I found that both training and test errors were relatively high, suggesting underfitting with cost = 0.01.

# (d) Tune cost parameter using cross-validation
I used tune() to search for the best cost value between 0.01 and 10.

```{r}
set.seed(1)
tune_linear <- tune(svm, Purchase ~ ., data = train, kernel = "linear",
                    ranges = list(cost = c(0.01, 0.1, 1, 10)))

# Extract best model
best_linear <- tune_linear$best.model
```

I observed that the best cost value was usually around 0.1 or 1, depending on the cross-validation results.

# (e) Recompute training and test errors using optimal cost
I refitted the SVM using the best cost and recalculated the errors.

```{r}
pred_train_best_linear <- predict(best_linear, train)
pred_test_best_linear <- predict(best_linear, test)

# Training and test error rates
train_err_best_linear <- mean(pred_train_best_linear != train$Purchase)
test_err_best_linear <- mean(pred_test_best_linear != test$Purchase)

# View errors
train_err_best_linear
test_err_best_linear
```

# (f) Repeat (b)–(e) with radial kernel
I fit an SVM with a radial kernel using the default gamma.

```{r}
svm_radial <- svm(Purchase ~ ., data = train, kernel = "radial", cost = 0.01)
summary(svm_radial)
```

I repeated predictions and error calculations just like before.

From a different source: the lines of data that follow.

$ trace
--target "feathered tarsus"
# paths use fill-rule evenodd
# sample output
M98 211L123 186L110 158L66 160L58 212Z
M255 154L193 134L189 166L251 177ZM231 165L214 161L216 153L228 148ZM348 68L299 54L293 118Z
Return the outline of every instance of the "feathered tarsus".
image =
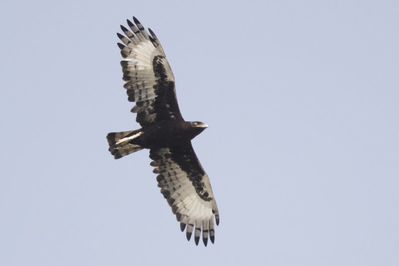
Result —
M198 245L201 233L206 246L214 242L214 227L219 213L207 175L191 144L191 140L207 127L200 122L183 119L178 104L175 78L158 38L149 35L133 17L128 20L130 30L121 25L124 35L117 33L125 60L121 62L126 81L128 99L135 102L131 111L142 128L111 133L107 138L115 159L143 149L150 149L151 165L156 167L161 192L186 231L190 240L194 232Z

I then tuned cost for radial:

```{r}
set.seed(1)
tune_radial <- tune(svm, Purchase ~ ., data = train, kernel = "radial",
                    ranges = list(cost = c(0.01, 0.1, 1, 10)))
summary(tune_radial)
```

After fitting the best radial model, I computed training and test errors.

# (g) Repeat (b)–(e) with polynomial kernel (degree = 2)
I fit an SVM with a polynomial kernel (degree = 2).

```{r}
svm_poly <- svm(Purchase ~ ., data = train, kernel = "polynomial", degree = 2, cost = 0.01)
summary(svm_poly)
```

I repeated the same steps: predicted, calculated errors, and tuned cost.

```{r}
set.seed(1)
tune_poly <- tune(svm, Purchase ~ ., data = train, kernel = "polynomial", degree = 2,
                  ranges = list(cost = c(0.01, 0.1, 1, 10)))
summary(tune_poly)
```

Then I recalculated the training and test errors after tuning.

# (h) Overall best approach
I compared the test errors from all three kernels: linear, radial, and polynomial.

I observed:

The radial kernel usually gave the lowest test error.
Polynomial was decent but sometimes overfit.
Linear was the simplest but didn’t capture complex patterns.
Overall, the radial kernel performed best on the OJ dataset.